Pernyataan Sikap Solidaritas dari Bali untuk Warga Pakel, Banyuwangi
Peristiwa penangkapan yang semena-mena, terlebih kepada mereka yang memperjuangkan hak dan keberlangsungan banyak orang justru semakin memperkuat ikatan antar warga, baik di Desa Pakel maupun daerah-daerah lainnya. Aksi-aksi solidaritas terus dilakukan dan dukungan semakin bertumbuh. Untuk itu, kami Solidaritas dari Bali untuk Petani Pakel, Banyuwangi menyatakan:
1. Kami mengecam penculikan dan penangkapan 3 petani Pakel yang sedang berjuang atas tanahnya. Bebaskan mereka segera!

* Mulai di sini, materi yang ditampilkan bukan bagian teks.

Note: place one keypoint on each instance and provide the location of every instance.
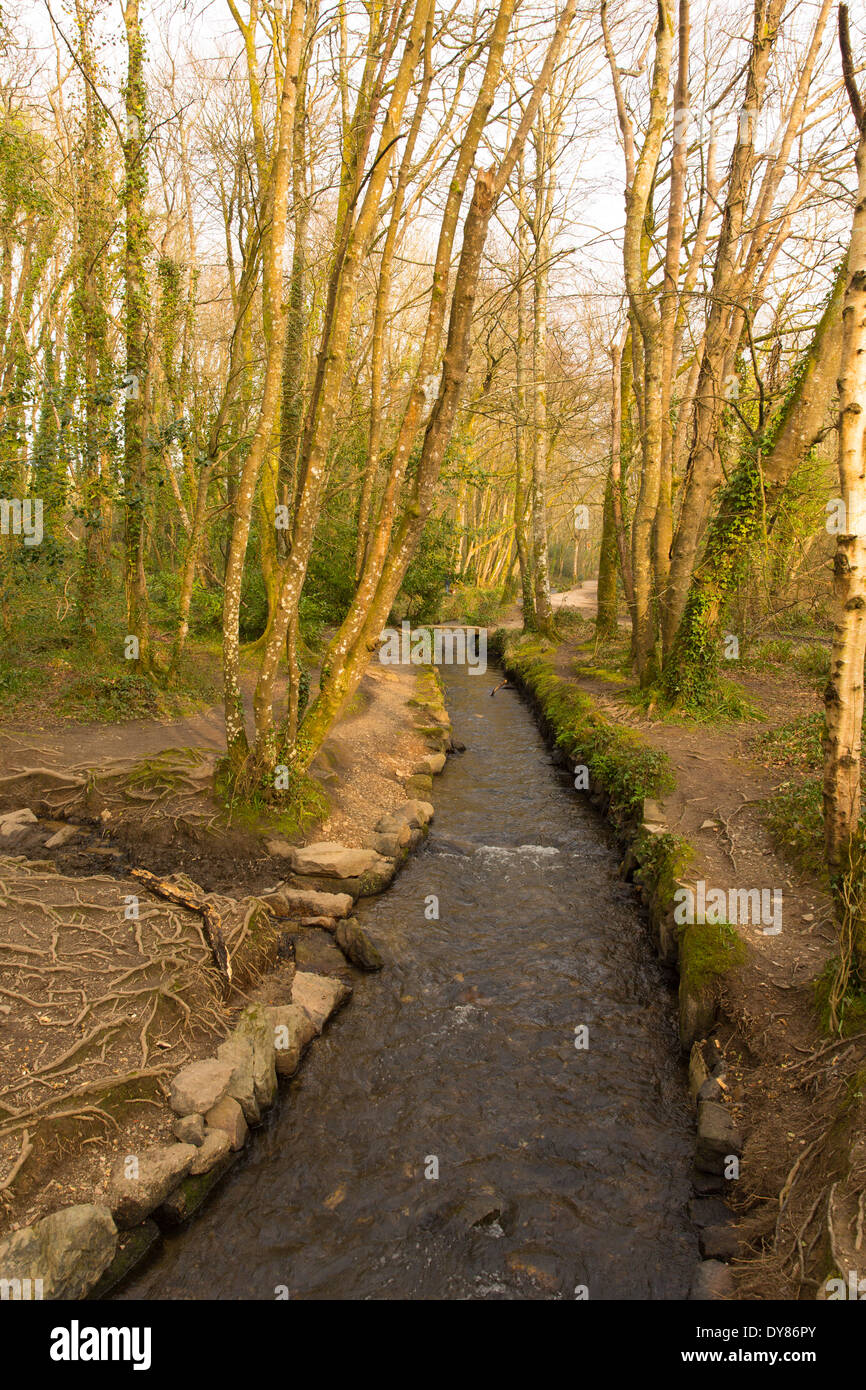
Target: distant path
(583, 599)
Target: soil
(99, 1008)
(795, 1091)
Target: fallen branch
(210, 918)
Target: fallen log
(210, 918)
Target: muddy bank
(452, 1136)
(791, 1096)
(109, 984)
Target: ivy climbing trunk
(135, 327)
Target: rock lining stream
(558, 1168)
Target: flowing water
(558, 1166)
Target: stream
(560, 1169)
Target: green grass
(795, 819)
(794, 744)
(852, 1008)
(259, 809)
(627, 766)
(706, 954)
(662, 862)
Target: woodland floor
(97, 1011)
(791, 1086)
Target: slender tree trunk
(844, 692)
(135, 313)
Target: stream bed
(562, 1169)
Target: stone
(332, 861)
(698, 1012)
(356, 945)
(132, 1246)
(256, 1026)
(192, 1193)
(716, 1137)
(305, 902)
(698, 1072)
(712, 1280)
(319, 995)
(199, 1086)
(214, 1148)
(417, 786)
(413, 813)
(317, 952)
(141, 1182)
(391, 845)
(430, 765)
(293, 1030)
(189, 1129)
(227, 1115)
(63, 1255)
(719, 1243)
(239, 1054)
(378, 879)
(13, 823)
(63, 837)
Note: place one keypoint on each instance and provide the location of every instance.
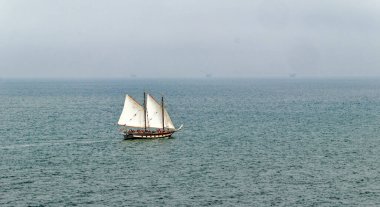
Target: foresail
(132, 114)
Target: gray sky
(188, 38)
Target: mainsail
(154, 114)
(132, 114)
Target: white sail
(132, 114)
(168, 121)
(154, 114)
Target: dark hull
(147, 135)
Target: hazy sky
(188, 38)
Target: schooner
(144, 122)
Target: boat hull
(148, 135)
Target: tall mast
(145, 110)
(162, 106)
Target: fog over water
(188, 38)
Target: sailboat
(145, 122)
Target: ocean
(245, 142)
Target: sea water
(245, 142)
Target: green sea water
(245, 142)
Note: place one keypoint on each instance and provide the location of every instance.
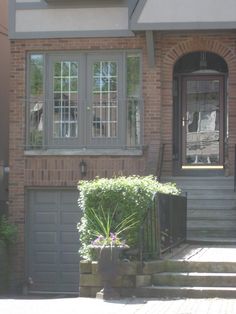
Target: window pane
(133, 101)
(105, 102)
(65, 91)
(36, 99)
(133, 75)
(202, 130)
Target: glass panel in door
(202, 122)
(104, 99)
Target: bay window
(84, 100)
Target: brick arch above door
(194, 44)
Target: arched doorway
(200, 115)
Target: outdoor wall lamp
(83, 168)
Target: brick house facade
(60, 171)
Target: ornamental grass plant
(113, 210)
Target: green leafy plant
(118, 198)
(8, 231)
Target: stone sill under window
(85, 152)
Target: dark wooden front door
(201, 122)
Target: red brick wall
(43, 171)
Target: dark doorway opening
(199, 114)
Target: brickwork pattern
(55, 171)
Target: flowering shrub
(112, 240)
(116, 206)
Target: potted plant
(107, 245)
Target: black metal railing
(164, 225)
(160, 161)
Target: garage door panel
(44, 197)
(53, 259)
(70, 257)
(45, 237)
(69, 237)
(69, 197)
(45, 257)
(45, 276)
(69, 218)
(68, 277)
(45, 218)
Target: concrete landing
(203, 253)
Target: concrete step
(226, 240)
(211, 224)
(204, 203)
(221, 214)
(185, 292)
(199, 266)
(194, 279)
(197, 234)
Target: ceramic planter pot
(108, 266)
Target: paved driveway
(125, 306)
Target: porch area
(202, 252)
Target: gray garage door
(53, 260)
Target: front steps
(211, 209)
(191, 279)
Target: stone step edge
(190, 288)
(197, 274)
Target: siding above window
(184, 14)
(69, 19)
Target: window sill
(85, 152)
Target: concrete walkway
(125, 306)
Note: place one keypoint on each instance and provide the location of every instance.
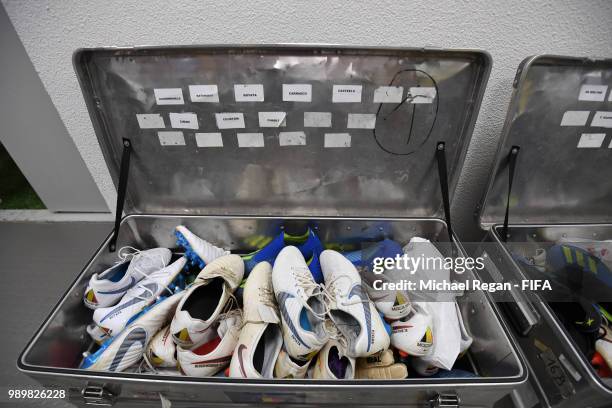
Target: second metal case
(559, 120)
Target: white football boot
(380, 366)
(301, 304)
(161, 351)
(413, 334)
(107, 288)
(333, 363)
(113, 319)
(351, 310)
(214, 355)
(198, 251)
(287, 367)
(97, 334)
(128, 348)
(393, 304)
(260, 340)
(206, 299)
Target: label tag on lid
(346, 93)
(150, 121)
(183, 120)
(169, 96)
(248, 93)
(227, 120)
(595, 93)
(272, 119)
(297, 92)
(204, 93)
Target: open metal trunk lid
(560, 117)
(283, 130)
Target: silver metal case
(560, 190)
(383, 185)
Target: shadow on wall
(15, 191)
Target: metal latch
(444, 401)
(98, 395)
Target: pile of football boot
(291, 309)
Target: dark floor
(37, 263)
(15, 191)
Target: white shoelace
(134, 255)
(308, 285)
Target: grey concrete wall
(509, 30)
(36, 137)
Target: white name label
(422, 94)
(272, 119)
(602, 119)
(169, 96)
(250, 140)
(292, 138)
(337, 140)
(183, 120)
(150, 121)
(595, 93)
(346, 93)
(297, 92)
(228, 120)
(204, 93)
(248, 93)
(575, 118)
(317, 119)
(171, 138)
(591, 140)
(388, 94)
(209, 140)
(361, 121)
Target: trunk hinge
(98, 395)
(443, 176)
(511, 168)
(446, 400)
(124, 171)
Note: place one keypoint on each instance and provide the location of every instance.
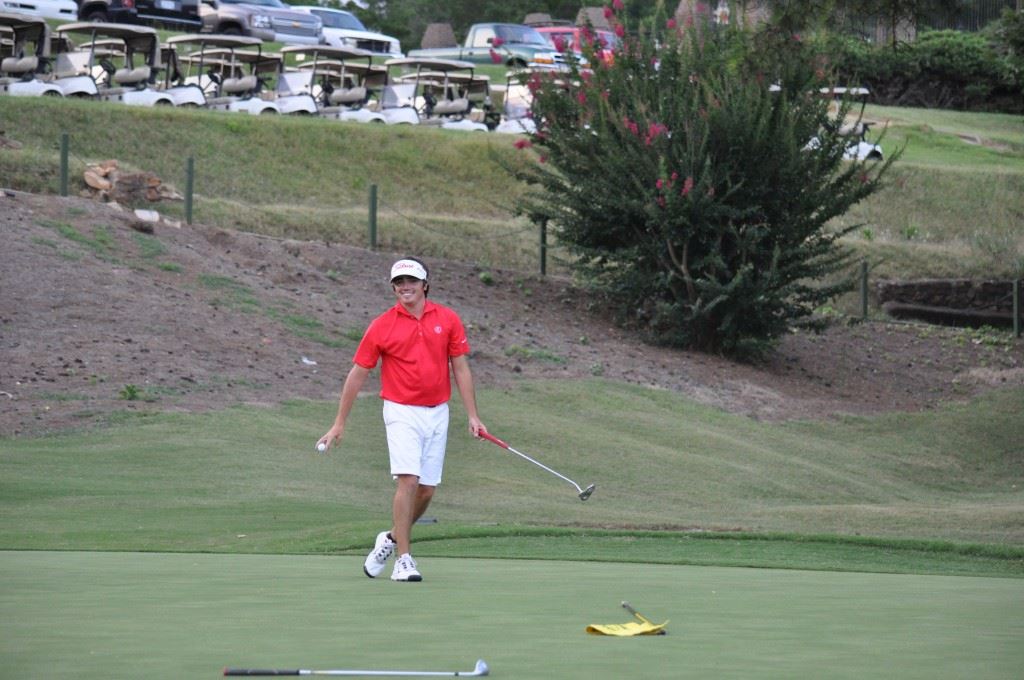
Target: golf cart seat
(452, 107)
(239, 85)
(347, 95)
(131, 77)
(16, 67)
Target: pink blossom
(653, 131)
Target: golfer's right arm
(353, 383)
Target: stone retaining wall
(952, 302)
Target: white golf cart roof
(430, 65)
(328, 51)
(214, 40)
(26, 28)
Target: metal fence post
(65, 142)
(544, 247)
(189, 186)
(863, 289)
(1017, 307)
(373, 217)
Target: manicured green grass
(109, 615)
(945, 490)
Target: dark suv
(181, 14)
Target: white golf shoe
(404, 569)
(377, 559)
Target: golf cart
(293, 90)
(341, 80)
(229, 77)
(442, 92)
(859, 149)
(24, 70)
(515, 108)
(128, 83)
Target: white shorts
(417, 437)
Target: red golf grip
(491, 437)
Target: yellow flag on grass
(628, 630)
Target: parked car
(515, 45)
(342, 29)
(119, 11)
(266, 19)
(565, 38)
(64, 9)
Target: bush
(693, 194)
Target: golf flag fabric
(631, 629)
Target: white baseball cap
(408, 268)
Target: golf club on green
(584, 493)
(480, 670)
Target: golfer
(415, 341)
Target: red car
(569, 37)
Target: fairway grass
(108, 615)
(677, 481)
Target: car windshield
(339, 19)
(262, 3)
(520, 34)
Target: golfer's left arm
(464, 382)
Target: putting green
(81, 614)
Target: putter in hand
(584, 493)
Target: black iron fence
(974, 15)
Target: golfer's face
(408, 290)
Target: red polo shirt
(414, 353)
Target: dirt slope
(93, 312)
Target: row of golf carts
(127, 64)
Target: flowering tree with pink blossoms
(692, 179)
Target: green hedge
(941, 69)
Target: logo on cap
(408, 268)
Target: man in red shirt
(415, 341)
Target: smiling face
(410, 292)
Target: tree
(692, 180)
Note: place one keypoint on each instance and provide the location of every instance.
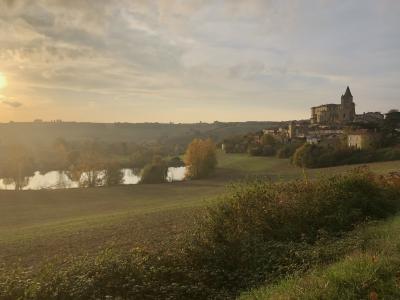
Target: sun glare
(3, 80)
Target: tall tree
(17, 165)
(200, 158)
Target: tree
(113, 174)
(89, 166)
(155, 172)
(17, 165)
(200, 158)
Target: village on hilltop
(329, 124)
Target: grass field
(40, 225)
(369, 272)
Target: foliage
(156, 172)
(316, 156)
(288, 150)
(113, 174)
(200, 158)
(176, 162)
(16, 165)
(369, 272)
(259, 232)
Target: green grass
(372, 270)
(38, 225)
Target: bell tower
(348, 108)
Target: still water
(59, 180)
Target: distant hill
(47, 132)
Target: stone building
(335, 113)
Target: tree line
(94, 163)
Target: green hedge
(259, 232)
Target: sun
(3, 81)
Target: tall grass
(259, 232)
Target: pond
(59, 180)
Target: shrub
(263, 231)
(287, 151)
(200, 158)
(156, 172)
(259, 232)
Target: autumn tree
(17, 165)
(155, 172)
(113, 174)
(89, 166)
(200, 158)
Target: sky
(191, 61)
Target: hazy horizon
(191, 61)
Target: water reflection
(60, 180)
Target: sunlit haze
(190, 61)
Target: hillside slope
(370, 272)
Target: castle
(331, 114)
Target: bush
(263, 231)
(156, 172)
(287, 151)
(200, 158)
(316, 156)
(259, 232)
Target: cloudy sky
(186, 61)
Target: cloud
(193, 54)
(14, 104)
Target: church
(331, 114)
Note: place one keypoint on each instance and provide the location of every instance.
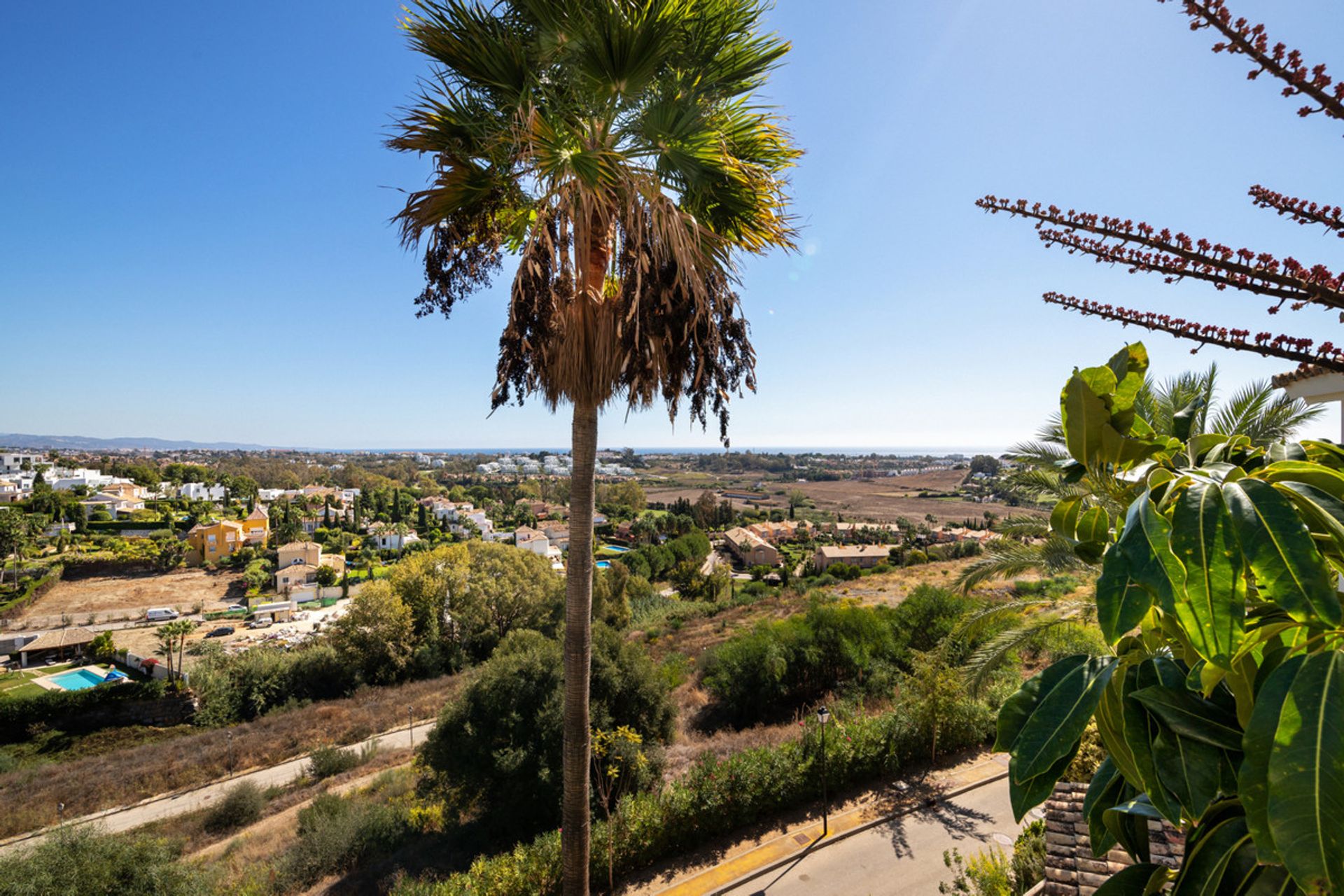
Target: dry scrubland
(695, 734)
(130, 776)
(878, 500)
(131, 594)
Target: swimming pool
(77, 680)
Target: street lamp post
(824, 716)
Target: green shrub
(89, 862)
(929, 614)
(714, 798)
(777, 666)
(241, 806)
(70, 710)
(496, 748)
(327, 762)
(1028, 858)
(335, 833)
(986, 874)
(245, 685)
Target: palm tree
(1182, 407)
(615, 148)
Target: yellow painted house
(257, 527)
(217, 539)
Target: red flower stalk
(1268, 344)
(1176, 255)
(1142, 248)
(1277, 59)
(1301, 210)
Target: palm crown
(616, 148)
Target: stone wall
(160, 713)
(1070, 867)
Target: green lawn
(19, 684)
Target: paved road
(201, 797)
(899, 856)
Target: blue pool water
(77, 680)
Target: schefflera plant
(1222, 704)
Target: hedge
(128, 526)
(33, 590)
(718, 797)
(58, 708)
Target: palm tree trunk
(578, 650)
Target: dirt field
(879, 500)
(115, 597)
(883, 500)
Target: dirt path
(109, 598)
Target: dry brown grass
(696, 636)
(886, 498)
(691, 743)
(130, 776)
(130, 596)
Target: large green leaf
(1084, 413)
(1129, 365)
(1093, 526)
(1142, 729)
(1148, 558)
(1219, 858)
(1193, 771)
(1063, 517)
(1128, 824)
(1280, 551)
(1307, 777)
(1110, 726)
(1191, 716)
(1018, 708)
(1324, 514)
(1108, 789)
(1144, 879)
(1058, 716)
(1253, 777)
(1121, 602)
(1212, 605)
(1023, 794)
(1315, 475)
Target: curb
(148, 801)
(835, 839)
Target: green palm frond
(1023, 527)
(991, 654)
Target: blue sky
(194, 239)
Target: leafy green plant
(327, 762)
(241, 806)
(1219, 703)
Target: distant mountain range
(131, 444)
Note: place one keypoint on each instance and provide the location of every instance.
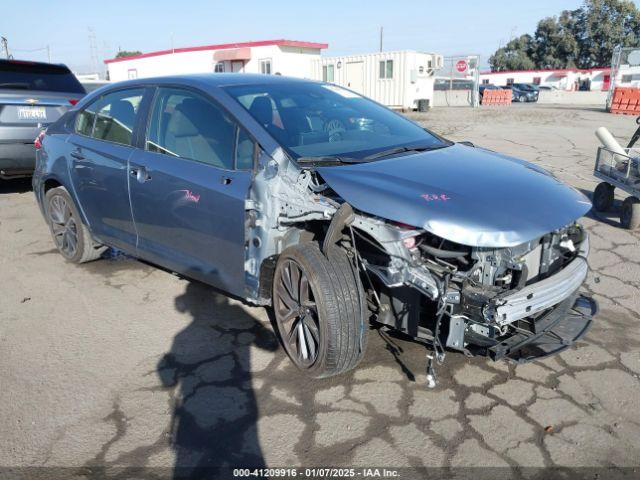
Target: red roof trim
(262, 43)
(546, 70)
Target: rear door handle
(77, 154)
(140, 173)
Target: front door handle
(140, 173)
(77, 154)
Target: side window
(84, 120)
(244, 151)
(187, 125)
(116, 116)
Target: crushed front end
(520, 302)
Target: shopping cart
(617, 170)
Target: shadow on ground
(208, 369)
(16, 185)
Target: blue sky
(445, 27)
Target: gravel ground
(120, 364)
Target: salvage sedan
(332, 209)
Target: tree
(554, 44)
(582, 38)
(126, 53)
(603, 24)
(515, 55)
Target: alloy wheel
(297, 314)
(63, 226)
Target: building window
(265, 66)
(327, 73)
(386, 69)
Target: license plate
(32, 113)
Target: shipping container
(402, 79)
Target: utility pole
(5, 47)
(93, 50)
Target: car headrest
(183, 121)
(261, 110)
(123, 112)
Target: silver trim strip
(545, 293)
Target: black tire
(603, 197)
(630, 215)
(71, 237)
(333, 307)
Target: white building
(286, 57)
(395, 79)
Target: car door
(99, 151)
(191, 182)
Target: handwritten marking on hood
(435, 197)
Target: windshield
(17, 75)
(321, 120)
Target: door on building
(355, 76)
(237, 66)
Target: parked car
(523, 92)
(32, 95)
(486, 86)
(328, 207)
(91, 85)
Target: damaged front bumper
(541, 295)
(538, 338)
(423, 299)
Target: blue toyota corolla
(335, 211)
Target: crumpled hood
(464, 194)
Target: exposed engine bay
(520, 301)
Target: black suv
(524, 92)
(32, 95)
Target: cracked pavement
(117, 363)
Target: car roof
(215, 80)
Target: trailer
(402, 80)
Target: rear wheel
(319, 309)
(603, 196)
(71, 237)
(630, 215)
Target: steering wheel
(335, 128)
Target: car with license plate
(32, 95)
(336, 212)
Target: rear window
(38, 76)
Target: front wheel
(319, 308)
(630, 215)
(70, 235)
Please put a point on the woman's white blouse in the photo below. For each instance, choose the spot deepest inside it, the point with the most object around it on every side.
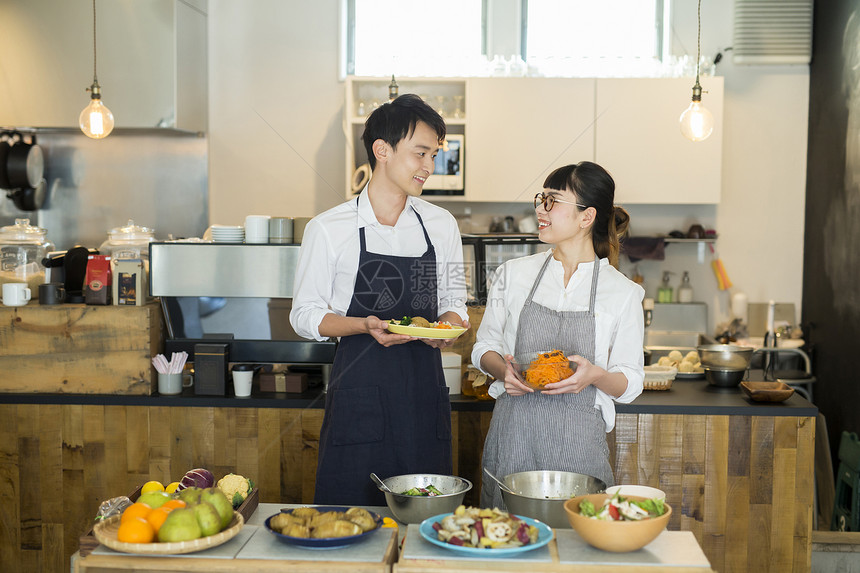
(328, 262)
(619, 324)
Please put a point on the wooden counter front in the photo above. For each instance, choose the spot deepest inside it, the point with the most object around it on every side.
(79, 349)
(743, 485)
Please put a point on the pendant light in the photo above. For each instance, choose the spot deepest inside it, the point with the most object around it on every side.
(96, 120)
(697, 123)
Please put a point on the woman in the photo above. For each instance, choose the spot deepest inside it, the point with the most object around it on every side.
(570, 298)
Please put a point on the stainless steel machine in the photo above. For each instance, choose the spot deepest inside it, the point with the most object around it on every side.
(236, 294)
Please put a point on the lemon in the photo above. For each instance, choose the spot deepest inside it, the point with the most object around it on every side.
(152, 486)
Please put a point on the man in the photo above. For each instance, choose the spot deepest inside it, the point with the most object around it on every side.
(384, 255)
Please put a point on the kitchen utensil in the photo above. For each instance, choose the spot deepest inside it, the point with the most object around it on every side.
(502, 485)
(615, 536)
(15, 294)
(724, 378)
(545, 535)
(379, 483)
(542, 494)
(52, 293)
(725, 356)
(415, 509)
(323, 542)
(638, 490)
(25, 163)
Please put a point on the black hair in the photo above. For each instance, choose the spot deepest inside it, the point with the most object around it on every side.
(594, 187)
(394, 121)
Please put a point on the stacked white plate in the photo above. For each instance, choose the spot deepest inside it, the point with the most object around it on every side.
(257, 229)
(228, 233)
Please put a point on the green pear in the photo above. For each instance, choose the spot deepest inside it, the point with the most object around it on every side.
(217, 498)
(180, 525)
(208, 518)
(190, 495)
(154, 499)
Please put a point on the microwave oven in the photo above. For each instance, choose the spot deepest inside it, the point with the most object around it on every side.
(447, 177)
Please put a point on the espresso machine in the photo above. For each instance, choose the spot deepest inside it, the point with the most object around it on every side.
(236, 295)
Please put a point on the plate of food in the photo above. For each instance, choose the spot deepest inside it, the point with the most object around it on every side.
(537, 369)
(323, 527)
(485, 532)
(423, 328)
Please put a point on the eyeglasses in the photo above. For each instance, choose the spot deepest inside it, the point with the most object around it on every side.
(549, 200)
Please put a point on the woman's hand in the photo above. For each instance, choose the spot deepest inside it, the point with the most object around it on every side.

2. Kami menuntut PT Bumi Sari agar keluar dari bumi Pakel, Banyuwangi dan menyerahkan kembali tanah yang selama ini mereka kuasai kepada warga Pakel.
3. Hentikan tindakan semena-mena aparat dan negara khususnya kepada rakyat yang sampai hari ini harus berjuang mendapatkan hak atas tanah, air dan penghidupannya!